In this topsy-turvy political year, Newt Gingrich has exhausted every resurrection metaphor from the world’s great religions and undoubtedly, at times, has felt akin to Tom Sawyer and Huck Finn attending their own funerals. This has been a campaign in which voters have needed surge protectors to safeguard themselves from the punditry surrounding ever-changing frontrunners. By the end of the first phase of the primary and caucus season in January, the press pack had few unexpressed thoughts, no matter how ephemeral. But despite all that, it is stunning how infrequently Gingrich was taken seriously before his temporary breakthrough victory in the South Carolina primary.

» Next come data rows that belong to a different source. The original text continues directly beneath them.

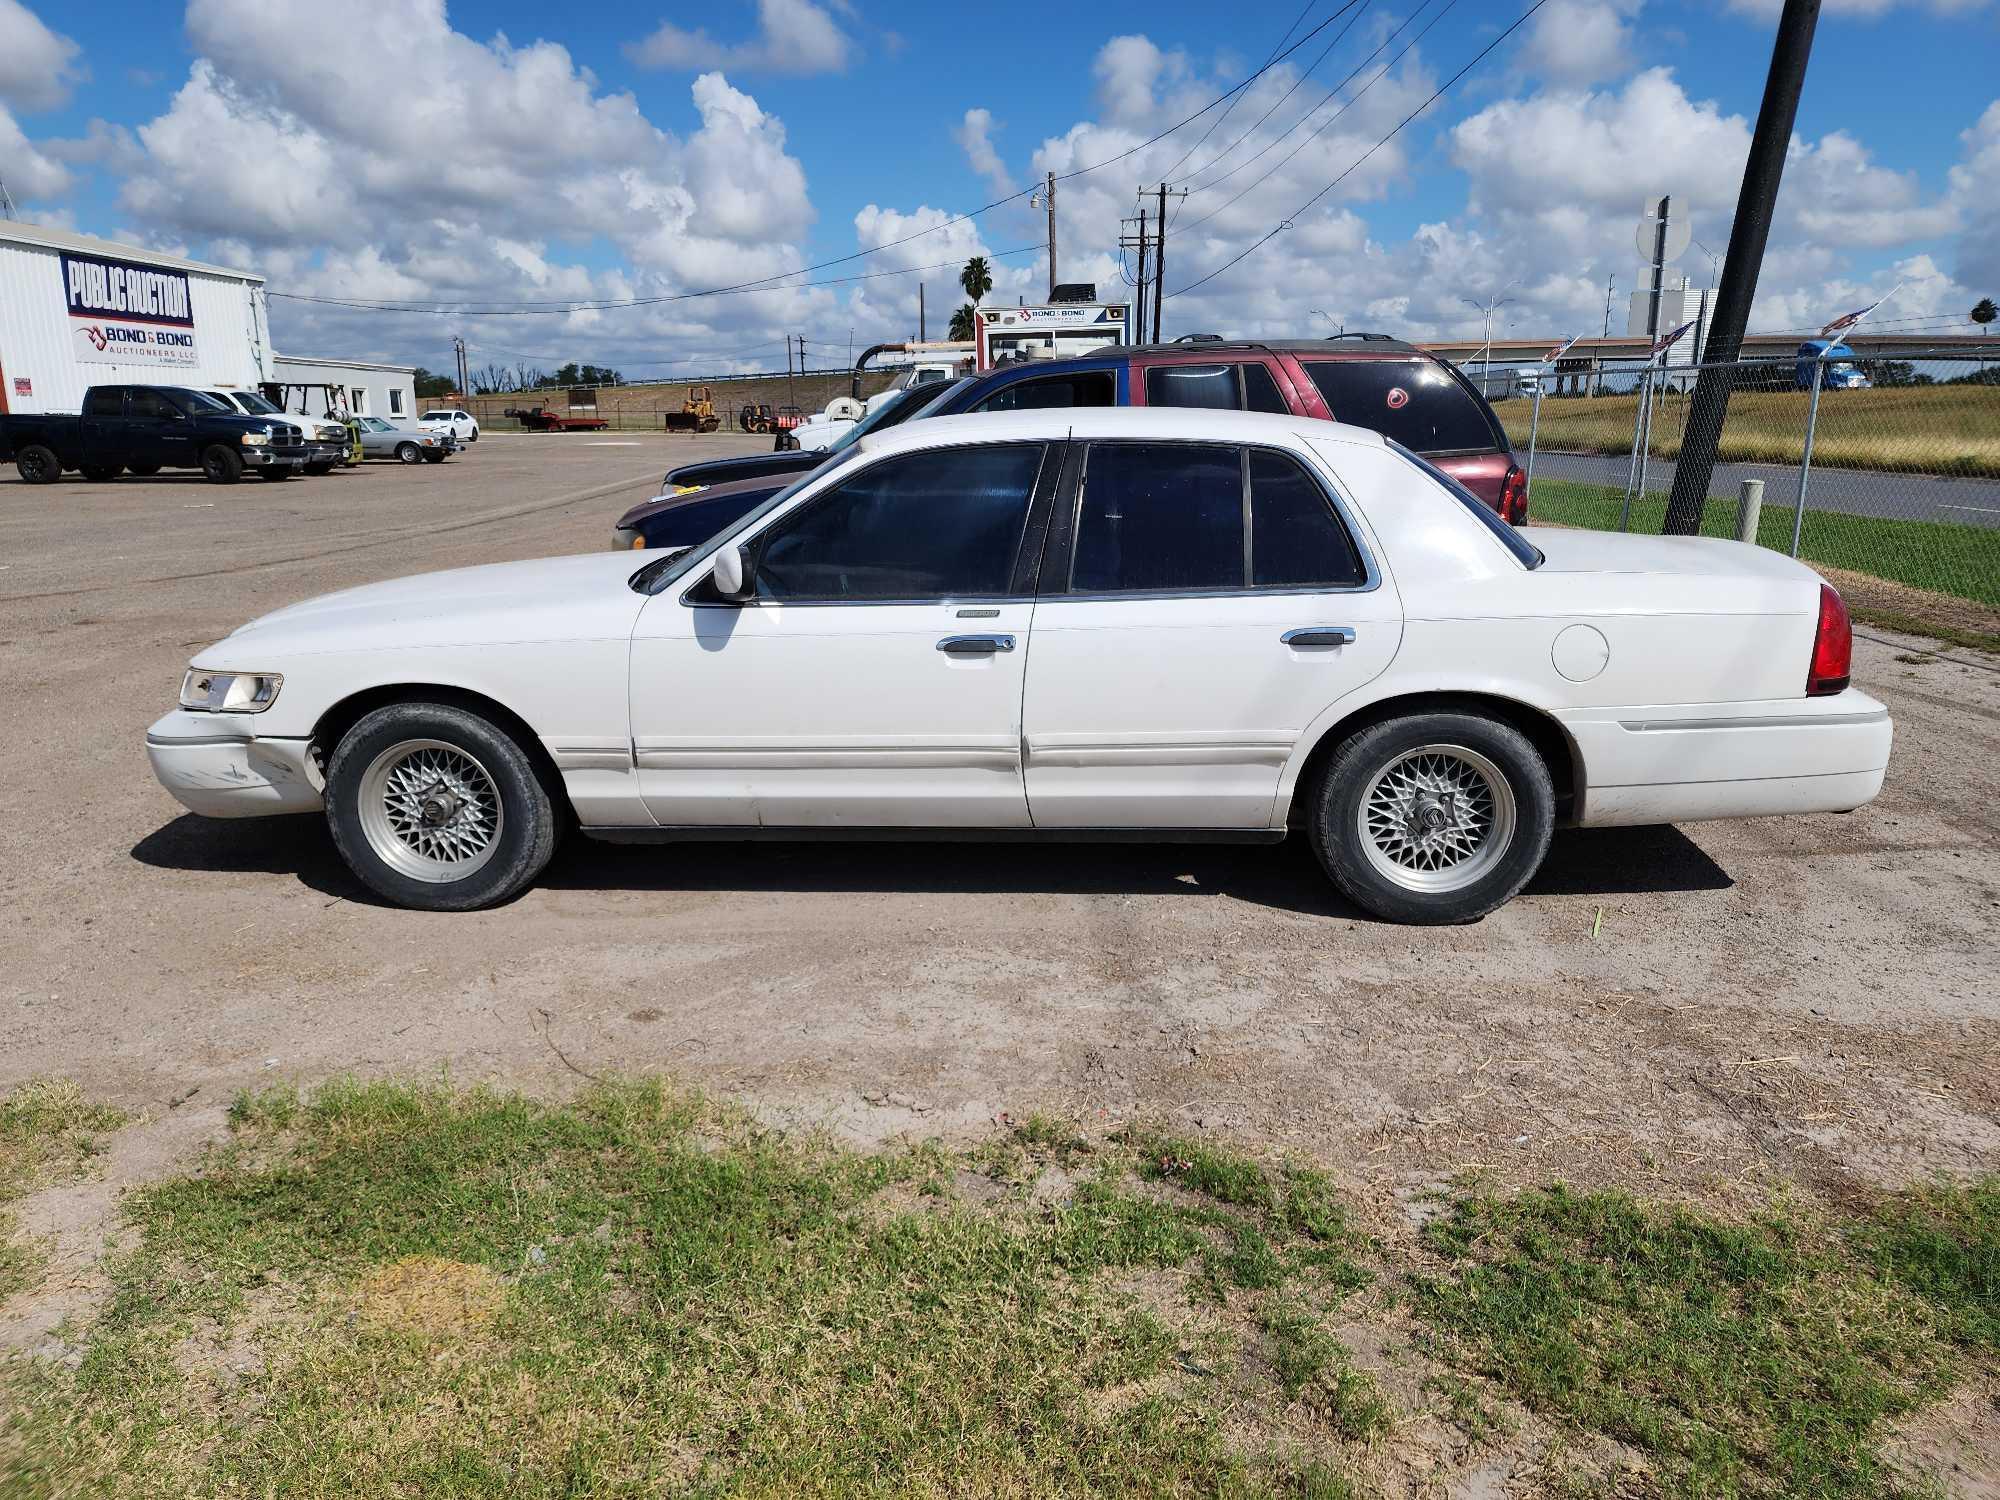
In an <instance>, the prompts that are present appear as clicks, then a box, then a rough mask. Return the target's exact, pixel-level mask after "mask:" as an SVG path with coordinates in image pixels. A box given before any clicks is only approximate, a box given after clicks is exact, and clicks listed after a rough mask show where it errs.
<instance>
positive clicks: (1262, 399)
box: [1244, 364, 1292, 412]
mask: <svg viewBox="0 0 2000 1500" xmlns="http://www.w3.org/2000/svg"><path fill="white" fill-rule="evenodd" d="M1244 410H1246V412H1290V410H1292V408H1290V406H1286V404H1284V396H1280V394H1278V382H1276V380H1272V378H1270V370H1266V368H1264V366H1262V364H1246V366H1244Z"/></svg>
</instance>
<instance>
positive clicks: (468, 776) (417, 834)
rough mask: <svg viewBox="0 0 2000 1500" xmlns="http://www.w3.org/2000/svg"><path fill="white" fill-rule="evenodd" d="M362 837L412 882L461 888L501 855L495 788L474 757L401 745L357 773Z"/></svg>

This Newt neglect might have been avoided if campaign reporters had paid attention to one of the most striking demographic characteristics of the GOP electorate in the early caucus and primary states: its age. According to exit polls, 78 percent of GOP voters in the Florida primary were 45 or older. This was not just a Florida phenomenon—not just retirees there flocking to the primary. In South Carolina, the site of Gingrich’s early triumph, 72 percent of voters were 45 or older, and more than half of them were old enough to remember the 1963 Kennedy assassination. The same pattern was visible in New Hampshire (69 percent of voters 45 or older) and the opening-gun Iowa caucuses (68 percent). The explanation is simple: Mature adults are disproportionately likely to vote in primaries, and none of the GOP candidates (with the exception of Ron Paul) aroused any discernible passion among younger voters.

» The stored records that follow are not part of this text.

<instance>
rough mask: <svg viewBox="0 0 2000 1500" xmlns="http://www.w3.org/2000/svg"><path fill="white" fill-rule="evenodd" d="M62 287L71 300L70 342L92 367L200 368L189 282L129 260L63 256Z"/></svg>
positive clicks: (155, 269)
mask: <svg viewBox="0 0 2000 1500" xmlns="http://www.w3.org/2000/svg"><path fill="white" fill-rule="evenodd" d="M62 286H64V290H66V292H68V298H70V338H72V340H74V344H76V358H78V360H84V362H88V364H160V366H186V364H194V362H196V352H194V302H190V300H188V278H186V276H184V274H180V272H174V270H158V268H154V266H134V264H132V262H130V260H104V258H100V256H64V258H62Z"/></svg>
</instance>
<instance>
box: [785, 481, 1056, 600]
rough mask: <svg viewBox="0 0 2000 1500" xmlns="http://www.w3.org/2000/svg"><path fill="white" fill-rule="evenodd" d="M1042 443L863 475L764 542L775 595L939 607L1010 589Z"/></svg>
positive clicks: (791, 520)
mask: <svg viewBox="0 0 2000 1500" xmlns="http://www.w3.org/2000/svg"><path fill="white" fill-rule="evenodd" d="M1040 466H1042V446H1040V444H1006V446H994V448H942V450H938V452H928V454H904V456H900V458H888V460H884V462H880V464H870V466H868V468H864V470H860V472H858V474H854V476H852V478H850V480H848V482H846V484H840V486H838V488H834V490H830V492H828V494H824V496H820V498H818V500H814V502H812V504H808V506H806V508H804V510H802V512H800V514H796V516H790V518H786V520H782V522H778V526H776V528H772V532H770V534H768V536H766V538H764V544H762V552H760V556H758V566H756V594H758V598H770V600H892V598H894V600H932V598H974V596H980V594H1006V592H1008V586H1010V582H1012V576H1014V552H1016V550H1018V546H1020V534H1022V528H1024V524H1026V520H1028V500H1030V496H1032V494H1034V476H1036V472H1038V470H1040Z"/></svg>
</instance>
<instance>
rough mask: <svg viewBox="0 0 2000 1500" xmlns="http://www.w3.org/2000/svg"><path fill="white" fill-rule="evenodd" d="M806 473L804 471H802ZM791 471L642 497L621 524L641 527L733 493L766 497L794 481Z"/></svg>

What makes this generation gap journalistically relevant is that most political reporters are younger than springtime. Campaign-trail reporting, as Yeats might have put it, is “no country for old men,” or older women either. While there are conspicuous exceptions (this boy on the bus is covering his ninth presidential race), most of the reporters that I encountered this cycle in press filing centers and at campaign events in Iowa, New Hampshire, and South Carolina were well under 40. Thanks to never-ending newspaper buyouts and cable TV’s crush on attractive young pundits, most of this season’s campaign press corps regard Ronald Reagan as an historical figure. Major web-based outlets, like Politico and The Huffington Post, depend heavily on aggressive young reporters to file maybe six stories a day. And the advent of Twitter makes it possible for fledging campaign reporters to quickly become influential, helping forge conventional wisdom at an age when they are still too young to serve in the Senate.
Please don’t misunderstand—this is not meant as an old fogey’s lament that things were better when reporters toted portable Olivettis. Drinking late at the Sheraton Wayfarer, once the epicenter of New Hampshire primary coverage, did not automatically produce dazzling political insights any more than booking a hotel room at the Algonquin is the key to literary greatness. So let’s can the nostalgia. I will take a modern tracking poll over the bourbon-soaked wisdom of a county chairman any day.
Still, the zigzag trajectory of Newt Gingrich’s presidential campaign started me thinking about how the age of political reporters can play a role in inadvertently shaping coverage. In three decades of covering presidential politics, I have noticed similar reverberations from a journalistic generation gap only once before. It was triggered by the draft controversy that (along with Gennifer Flowers) dogged Bill Clinton in the days leading up to the 1992 New Hampshire primary. At the time, as recollection has it, Clinton’s contemporaries in the press corps (like me) were more sensitive to the moral ambiguities surrounding Vietnam War service than more judgmental younger reporters, who were still struggling to keep within the lines of their nursery-school coloring books when Congress passed the Gulf of Tonkin resolution. In his memoir, All’s Fair, James Carville said about the draft issue, “The generation gap was about a hundred miles wide.” Yet Clinton rallied to become the “Comeback Kid” after finishing a solid second in the New Hampshire primary.